Thursday, December 28, 2006

"The nation mourns President Ford,"

THEY INTONED GRAVELY on every national newscast.

1) Is "national mourning" mandatory? Is there a law?

2) If not, then I'll let it be known that no, I'm not mourning. I really didn't know the guy personally. He was one of the least distinguished presidents of the last century, and he got his job by accident. Seriously, why would I be all broken up?

3) If the Voices of Authority on our evening news were to find that most Americans actually were getting on with our lives just fine, would they bother saying so? Or are they too into their perceived role as court scribes and hagiographers of power?

4) Why isn't "the nation mourning" James Brown, who arguably had more impact culturally and even politically?

5) Why do so many worship power? Why are some so hellbent on making the cult of the already imperious Imperial Presidency even more so with each passing day? 

The Ford death was attended by the same sort of imperialism orgasm that attended the death and corpse tour of Reagan a few years back. Why all this attention showered on a carcass?

Did we really need the nationwide tour, the honor guards, the pageantry, the fanfare, the lionization, the damn-near deification? Where does this stop? When the title is changed to Caesar and he is declared God in the flesh?
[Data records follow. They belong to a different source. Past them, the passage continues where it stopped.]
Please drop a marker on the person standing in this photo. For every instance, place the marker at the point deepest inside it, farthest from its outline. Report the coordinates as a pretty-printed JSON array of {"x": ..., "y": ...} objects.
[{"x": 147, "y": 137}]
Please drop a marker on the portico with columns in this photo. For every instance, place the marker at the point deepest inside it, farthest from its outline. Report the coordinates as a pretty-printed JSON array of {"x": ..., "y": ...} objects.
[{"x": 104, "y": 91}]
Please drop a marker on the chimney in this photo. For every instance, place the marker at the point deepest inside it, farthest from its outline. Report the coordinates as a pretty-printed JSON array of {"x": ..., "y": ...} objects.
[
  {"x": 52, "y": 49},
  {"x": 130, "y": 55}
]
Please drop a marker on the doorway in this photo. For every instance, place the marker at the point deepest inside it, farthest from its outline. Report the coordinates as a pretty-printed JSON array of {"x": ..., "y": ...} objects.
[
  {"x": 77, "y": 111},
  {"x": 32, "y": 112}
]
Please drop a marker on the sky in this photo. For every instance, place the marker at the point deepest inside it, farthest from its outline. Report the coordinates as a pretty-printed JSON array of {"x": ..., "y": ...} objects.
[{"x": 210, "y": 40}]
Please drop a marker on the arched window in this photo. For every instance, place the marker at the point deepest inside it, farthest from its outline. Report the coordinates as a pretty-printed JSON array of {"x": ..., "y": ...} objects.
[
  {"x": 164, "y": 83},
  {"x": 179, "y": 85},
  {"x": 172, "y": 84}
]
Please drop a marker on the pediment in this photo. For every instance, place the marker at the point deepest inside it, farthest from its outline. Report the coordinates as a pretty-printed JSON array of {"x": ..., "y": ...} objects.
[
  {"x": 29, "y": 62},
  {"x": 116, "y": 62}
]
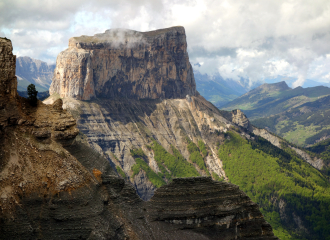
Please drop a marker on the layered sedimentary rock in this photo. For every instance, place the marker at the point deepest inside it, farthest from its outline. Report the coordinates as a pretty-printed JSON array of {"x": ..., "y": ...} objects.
[
  {"x": 201, "y": 204},
  {"x": 55, "y": 187},
  {"x": 239, "y": 118},
  {"x": 114, "y": 127},
  {"x": 126, "y": 64}
]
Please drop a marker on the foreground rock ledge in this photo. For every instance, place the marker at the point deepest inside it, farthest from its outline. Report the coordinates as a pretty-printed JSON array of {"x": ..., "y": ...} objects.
[{"x": 217, "y": 210}]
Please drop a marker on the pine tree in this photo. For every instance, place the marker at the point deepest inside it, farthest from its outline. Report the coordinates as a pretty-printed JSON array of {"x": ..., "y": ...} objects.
[{"x": 32, "y": 94}]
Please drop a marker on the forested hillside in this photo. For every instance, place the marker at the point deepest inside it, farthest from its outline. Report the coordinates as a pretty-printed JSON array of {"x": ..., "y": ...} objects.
[
  {"x": 303, "y": 125},
  {"x": 270, "y": 99},
  {"x": 293, "y": 196}
]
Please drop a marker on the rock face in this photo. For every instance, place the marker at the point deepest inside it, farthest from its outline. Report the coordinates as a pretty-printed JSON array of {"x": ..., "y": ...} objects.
[
  {"x": 114, "y": 127},
  {"x": 125, "y": 64},
  {"x": 239, "y": 118},
  {"x": 55, "y": 187},
  {"x": 35, "y": 71},
  {"x": 199, "y": 204}
]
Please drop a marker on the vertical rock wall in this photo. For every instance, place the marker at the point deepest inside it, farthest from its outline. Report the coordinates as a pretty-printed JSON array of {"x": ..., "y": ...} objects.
[{"x": 125, "y": 64}]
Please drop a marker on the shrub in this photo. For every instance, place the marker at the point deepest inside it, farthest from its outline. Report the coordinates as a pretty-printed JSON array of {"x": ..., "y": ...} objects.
[{"x": 32, "y": 94}]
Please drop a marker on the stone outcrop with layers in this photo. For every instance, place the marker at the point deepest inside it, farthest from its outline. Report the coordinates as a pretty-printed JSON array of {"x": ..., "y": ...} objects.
[
  {"x": 51, "y": 192},
  {"x": 125, "y": 64}
]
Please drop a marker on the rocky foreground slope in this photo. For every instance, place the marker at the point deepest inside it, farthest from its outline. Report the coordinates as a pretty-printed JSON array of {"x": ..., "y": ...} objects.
[
  {"x": 54, "y": 187},
  {"x": 152, "y": 139}
]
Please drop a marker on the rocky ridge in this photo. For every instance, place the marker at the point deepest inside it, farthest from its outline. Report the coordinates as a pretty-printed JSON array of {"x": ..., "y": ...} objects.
[
  {"x": 126, "y": 64},
  {"x": 114, "y": 128},
  {"x": 51, "y": 192}
]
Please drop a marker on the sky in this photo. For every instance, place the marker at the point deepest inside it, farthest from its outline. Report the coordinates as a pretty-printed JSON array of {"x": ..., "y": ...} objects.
[{"x": 247, "y": 39}]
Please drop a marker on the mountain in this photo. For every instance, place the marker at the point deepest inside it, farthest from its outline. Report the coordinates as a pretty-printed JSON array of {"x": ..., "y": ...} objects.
[
  {"x": 290, "y": 80},
  {"x": 53, "y": 186},
  {"x": 303, "y": 125},
  {"x": 270, "y": 99},
  {"x": 29, "y": 70},
  {"x": 217, "y": 90},
  {"x": 152, "y": 132}
]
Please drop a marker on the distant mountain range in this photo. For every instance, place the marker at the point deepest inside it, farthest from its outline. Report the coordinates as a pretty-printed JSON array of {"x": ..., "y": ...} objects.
[
  {"x": 290, "y": 80},
  {"x": 29, "y": 70},
  {"x": 218, "y": 90},
  {"x": 300, "y": 115}
]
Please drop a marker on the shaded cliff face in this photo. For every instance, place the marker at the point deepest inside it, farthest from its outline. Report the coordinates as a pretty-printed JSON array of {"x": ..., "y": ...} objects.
[
  {"x": 53, "y": 186},
  {"x": 201, "y": 204},
  {"x": 114, "y": 128},
  {"x": 126, "y": 64}
]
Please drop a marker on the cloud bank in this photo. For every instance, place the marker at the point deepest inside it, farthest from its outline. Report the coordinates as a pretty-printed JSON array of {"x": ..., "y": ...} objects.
[{"x": 237, "y": 38}]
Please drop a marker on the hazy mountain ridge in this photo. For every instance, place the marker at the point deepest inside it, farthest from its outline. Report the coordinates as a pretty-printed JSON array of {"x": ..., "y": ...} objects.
[
  {"x": 216, "y": 89},
  {"x": 302, "y": 125},
  {"x": 151, "y": 141},
  {"x": 270, "y": 99},
  {"x": 55, "y": 187}
]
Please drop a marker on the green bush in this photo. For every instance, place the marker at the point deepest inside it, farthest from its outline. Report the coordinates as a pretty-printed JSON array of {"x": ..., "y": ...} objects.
[
  {"x": 264, "y": 173},
  {"x": 202, "y": 148},
  {"x": 176, "y": 164},
  {"x": 216, "y": 177},
  {"x": 120, "y": 172},
  {"x": 137, "y": 152}
]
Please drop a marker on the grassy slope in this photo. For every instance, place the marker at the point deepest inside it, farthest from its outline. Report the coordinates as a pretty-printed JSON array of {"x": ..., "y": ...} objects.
[
  {"x": 218, "y": 91},
  {"x": 266, "y": 173},
  {"x": 270, "y": 99},
  {"x": 301, "y": 125}
]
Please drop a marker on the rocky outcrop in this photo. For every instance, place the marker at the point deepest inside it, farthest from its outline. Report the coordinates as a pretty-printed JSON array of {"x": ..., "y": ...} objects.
[
  {"x": 276, "y": 141},
  {"x": 114, "y": 127},
  {"x": 126, "y": 64},
  {"x": 199, "y": 204},
  {"x": 239, "y": 118},
  {"x": 32, "y": 159},
  {"x": 55, "y": 187},
  {"x": 35, "y": 71}
]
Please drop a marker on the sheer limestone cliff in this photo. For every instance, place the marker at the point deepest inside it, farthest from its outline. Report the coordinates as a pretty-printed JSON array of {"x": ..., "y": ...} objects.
[
  {"x": 53, "y": 186},
  {"x": 126, "y": 64}
]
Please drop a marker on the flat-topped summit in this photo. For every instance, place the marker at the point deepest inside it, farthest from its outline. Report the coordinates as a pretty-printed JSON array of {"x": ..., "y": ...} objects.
[{"x": 126, "y": 64}]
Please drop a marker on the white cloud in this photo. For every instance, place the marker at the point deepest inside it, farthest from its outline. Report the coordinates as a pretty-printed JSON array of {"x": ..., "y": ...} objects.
[{"x": 237, "y": 38}]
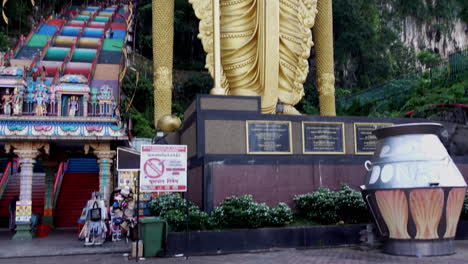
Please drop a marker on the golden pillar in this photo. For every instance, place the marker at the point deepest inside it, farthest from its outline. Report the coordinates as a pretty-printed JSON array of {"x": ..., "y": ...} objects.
[
  {"x": 323, "y": 35},
  {"x": 163, "y": 50}
]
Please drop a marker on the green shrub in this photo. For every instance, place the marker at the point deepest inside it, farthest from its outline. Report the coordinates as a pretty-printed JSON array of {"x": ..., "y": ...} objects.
[
  {"x": 318, "y": 206},
  {"x": 243, "y": 212},
  {"x": 328, "y": 207},
  {"x": 351, "y": 207},
  {"x": 173, "y": 209},
  {"x": 280, "y": 215}
]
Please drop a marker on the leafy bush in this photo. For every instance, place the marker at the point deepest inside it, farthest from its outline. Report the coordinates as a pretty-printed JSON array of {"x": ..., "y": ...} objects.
[
  {"x": 329, "y": 207},
  {"x": 243, "y": 212},
  {"x": 233, "y": 212},
  {"x": 464, "y": 214},
  {"x": 351, "y": 207},
  {"x": 173, "y": 209},
  {"x": 318, "y": 206}
]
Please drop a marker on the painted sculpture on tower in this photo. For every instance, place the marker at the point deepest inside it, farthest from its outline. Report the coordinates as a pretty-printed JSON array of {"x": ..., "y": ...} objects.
[
  {"x": 6, "y": 100},
  {"x": 261, "y": 48},
  {"x": 106, "y": 100},
  {"x": 17, "y": 102},
  {"x": 52, "y": 101},
  {"x": 94, "y": 101},
  {"x": 41, "y": 99}
]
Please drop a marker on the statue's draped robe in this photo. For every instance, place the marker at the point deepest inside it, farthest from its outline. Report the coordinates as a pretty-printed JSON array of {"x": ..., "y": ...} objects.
[{"x": 265, "y": 45}]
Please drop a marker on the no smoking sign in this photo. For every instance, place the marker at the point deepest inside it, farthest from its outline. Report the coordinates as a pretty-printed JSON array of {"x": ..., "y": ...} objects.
[
  {"x": 153, "y": 168},
  {"x": 163, "y": 168}
]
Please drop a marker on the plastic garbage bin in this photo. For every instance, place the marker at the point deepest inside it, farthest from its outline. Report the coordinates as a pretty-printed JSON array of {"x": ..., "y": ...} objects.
[{"x": 153, "y": 233}]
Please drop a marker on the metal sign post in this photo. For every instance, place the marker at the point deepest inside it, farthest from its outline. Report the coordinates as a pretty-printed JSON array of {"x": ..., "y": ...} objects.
[
  {"x": 129, "y": 160},
  {"x": 163, "y": 168}
]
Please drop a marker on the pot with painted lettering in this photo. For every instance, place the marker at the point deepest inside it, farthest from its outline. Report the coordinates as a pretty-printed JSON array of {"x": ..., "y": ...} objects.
[{"x": 414, "y": 190}]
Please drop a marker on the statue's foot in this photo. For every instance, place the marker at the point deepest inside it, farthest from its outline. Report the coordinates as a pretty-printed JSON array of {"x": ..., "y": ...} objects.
[{"x": 290, "y": 110}]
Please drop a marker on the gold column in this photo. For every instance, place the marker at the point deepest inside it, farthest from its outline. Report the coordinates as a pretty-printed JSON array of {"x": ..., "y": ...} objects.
[
  {"x": 323, "y": 35},
  {"x": 163, "y": 42},
  {"x": 105, "y": 157},
  {"x": 27, "y": 152}
]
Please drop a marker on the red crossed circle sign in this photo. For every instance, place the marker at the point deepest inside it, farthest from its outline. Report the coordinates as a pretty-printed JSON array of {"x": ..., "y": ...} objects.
[{"x": 154, "y": 168}]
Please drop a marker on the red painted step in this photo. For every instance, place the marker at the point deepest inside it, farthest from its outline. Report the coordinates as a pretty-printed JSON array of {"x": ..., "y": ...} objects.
[
  {"x": 13, "y": 189},
  {"x": 75, "y": 192}
]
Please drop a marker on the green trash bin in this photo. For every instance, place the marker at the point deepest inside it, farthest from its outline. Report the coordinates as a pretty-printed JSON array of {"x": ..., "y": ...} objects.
[{"x": 153, "y": 233}]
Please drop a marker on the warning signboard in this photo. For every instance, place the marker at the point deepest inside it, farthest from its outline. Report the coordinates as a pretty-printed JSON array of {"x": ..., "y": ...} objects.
[{"x": 163, "y": 168}]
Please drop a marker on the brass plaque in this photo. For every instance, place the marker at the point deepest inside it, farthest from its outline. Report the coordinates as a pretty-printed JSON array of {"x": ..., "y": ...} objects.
[
  {"x": 364, "y": 141},
  {"x": 269, "y": 137},
  {"x": 323, "y": 138}
]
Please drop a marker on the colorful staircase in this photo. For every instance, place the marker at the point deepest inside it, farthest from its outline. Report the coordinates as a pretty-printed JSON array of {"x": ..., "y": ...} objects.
[
  {"x": 13, "y": 187},
  {"x": 80, "y": 180}
]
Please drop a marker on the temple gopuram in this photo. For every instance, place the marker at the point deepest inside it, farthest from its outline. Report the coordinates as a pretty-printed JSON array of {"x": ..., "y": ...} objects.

Since they are dead, dead presidents are not helped by the worship of their remains, nor by the monuments built to them, nor by the monumental sums of taxpayer-contributed paper dead presidents consumed in the process.

But for the the still-living who stand to inherit the power, exploitation of the dead for propaganda purposes -- as spellbinding talismans and ritual props for the power structure -- is essential. The modern United States of America is restoring this ancient superstition to a high art.